The plastic urn tumbled into the snow.
The cracked lid popped open.
Ash scattered across the white ground—gray powder stark against pristine snow, mixing with ice and dirt. My daughter. My baby. Reduced to dust and spilling across the driveway of the house that destroyed us both.
I dropped to my knees.
My fingers—bare, frozen, bleeding where the skin had cracked—scraped at the snow. Trying to gather her back. Trying to separate Lily from the ice and mud. But it was impossible. The wind caught some of the powder, carried it away into the blizzard.
Gone. Scattered. Lost.
“I’m sorry.” I was sobbing now, past caring who saw. “I’m sorry, Lily. Mama couldn’t protect you. Mama couldn’t even—”
My voice broke.
From inside Blackwood Estate, piano music swelled. Pachelbel’s Canon, played with concert hall perfection. Through the floor-to-ceiling windows, I could see the reception. Crystal chandeliers. Ice sculptures. Champagne.

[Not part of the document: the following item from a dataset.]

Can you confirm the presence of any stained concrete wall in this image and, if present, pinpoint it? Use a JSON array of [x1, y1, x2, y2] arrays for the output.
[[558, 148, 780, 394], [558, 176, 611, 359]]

Julian had his arm around Sloane’s waist, turning her in a slow dance. A small boy in a miniature tuxedo—their son, three years old—was being passed around by cooing relatives.
“The Vane heir!” someone declared. “Look at him! The spitting image!”
A legitimate child. A wanted child. A child whose existence would never be denied, whose death would never be ignored, whose ashes would rest in a proper grave with flowers and dignity.
I looked up at the second floor. Third window from the right.
My room. Or what had been my room for seven years.